Advisors

  • Courtney Bell

    Director, Wisconsin Center for Education Research, University of Wisconsin - Madison

  • David Lowenstein

    Co-Founder and CEO, Lionstone Consulting Group

  • Jan Plass

    Paulette Goddard Chair in Digital Media and Learning Sciences, Professor, and co-director of the Games for Learning Institute, New York University.

  • Susanna Pollack

    President, Games for Change

  • Robert Russell

    Program Director (retired), Directorate for STEM Education, US National Science Foundation

  • Jennifer Scianna

    PhD Candidate, Department of Curriculum and Instruction, School of Education, University of Wisconsin - Madison

  • Jeci Younger

    PBS KIDS

Steering Committee

  • David Gagnon

    is Director of Field Day Lab, an award-winning interdisciplinary team at the Wisconsin Center for Education Research at UW–Madison. Field Day games are played by millions of kids every year and have won numerous awards from Games for Change, The NETA Public Media Awards, Serious Play, and American Association of Engineering Educators. David has led over $10M in game research projects, has published over 30 research papers, and was the founding director of the Open Game Data project.

  • Sarah Gagnon

    is Studio Director at Field Day Lab, where she serves as producer and creative director. She founded the lab’s art and communications team and leads its work in design, user experience, and public engagement. Sarah ensures that Field Day games are not only rigorous research instruments but also compelling, beautiful, and accessible to broad audiences.
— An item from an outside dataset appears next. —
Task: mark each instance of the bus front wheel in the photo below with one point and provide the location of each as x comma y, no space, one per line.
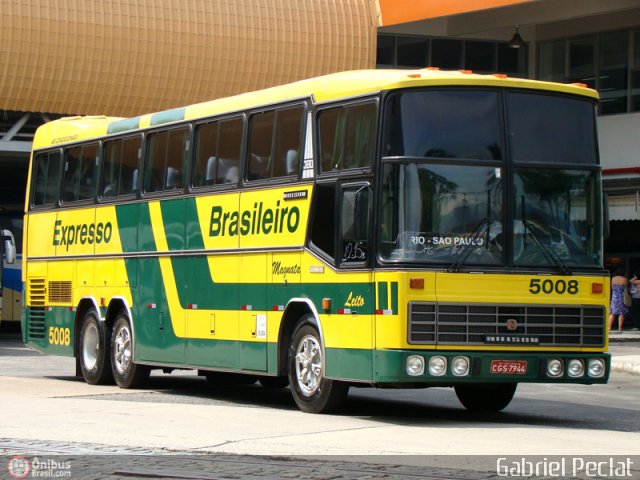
489,397
95,339
311,390
126,373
She oversees game design projects, pitches new concepts, and manages how the lab’s work is shared through media and online platforms.

  • Laurel Haak

    is Founder and CEO of Mighty Red Barn, a consultancy focused on socio-tech entrepreneurship, research infrastructure, and social benefit strategy. She is the Founding Executive Director of ORCID, and has also held leadership roles at Discovery Logic, Thomson Reuters, and the U.S. National Academies. Trained in biology and neuroscience at Stanford with postdoctoral work at the NIH, Laure’s work has been recognized with the NIH Director’s Award and the Vietsch Medal of Honour.

  • Erik Harpstead

    is a Senior Systems Scientist in the Human-Computer Interaction Institute at Carnegie Mellon University, where he contributes to large research projects at the intersection of Learning Engineering and game design. His work focuses on design and analysis of educational games as well as novel interactive machine learning techniques for modeling the human learning process in complex domains. He oversaw development of Research Infrastructure software projects such as Apprentice Learner Architecture, which provides tools for simulating experiments of the human learning process, and Twitch Research Toolkit, which enables researchers to execute studies on the streaming platform while abiding by relevant research ethics regulations.

  • Jeremy Roberts

    is Managing Partner and Chief Science Officer at The Incredible Pear, where he leads projects focused on delivering big-data-driven learning analytics solutions tied to early education game-based learning. Jeremy has served as the primary strategic coordinator between funding stakeholders, media production entities, engineering teams, University-based statistics and psychometrics teams, and professional researchers. As Senior Director of Learning Technologies for PBS KIDS Digital, Jeremy collaborated with award-winning content teams to integrate innovative technologies into PBS KIDS programming and platforms, advancing the educational impact and accessibility of children’s media. Jeremy is a strong proponent and supporter of open standards and open source development.

  • Magy Seif El-Nasr

    is UC Presidential Chair, Professor, and Department Chair of Computational Media at the University of California–Santa Cruz. Her research focuses on building frameworks for using virtual environments as evidence-based methodologies to understand human behavior, cognition, and social awareness. Magy has received research grants totaling over $6m, has published over 100 international peer reviewed articles. Among her commendations are four best paper awards and leadership and research excellence awards. Magy has ongoing industry collaborations with Electronic Arts, IgnitePlay, and Benshi.ai. Magy is the associate editor of IEEE Transactions on Affective Computing, IEEE Transactions on Games, and Human Computer Interaction.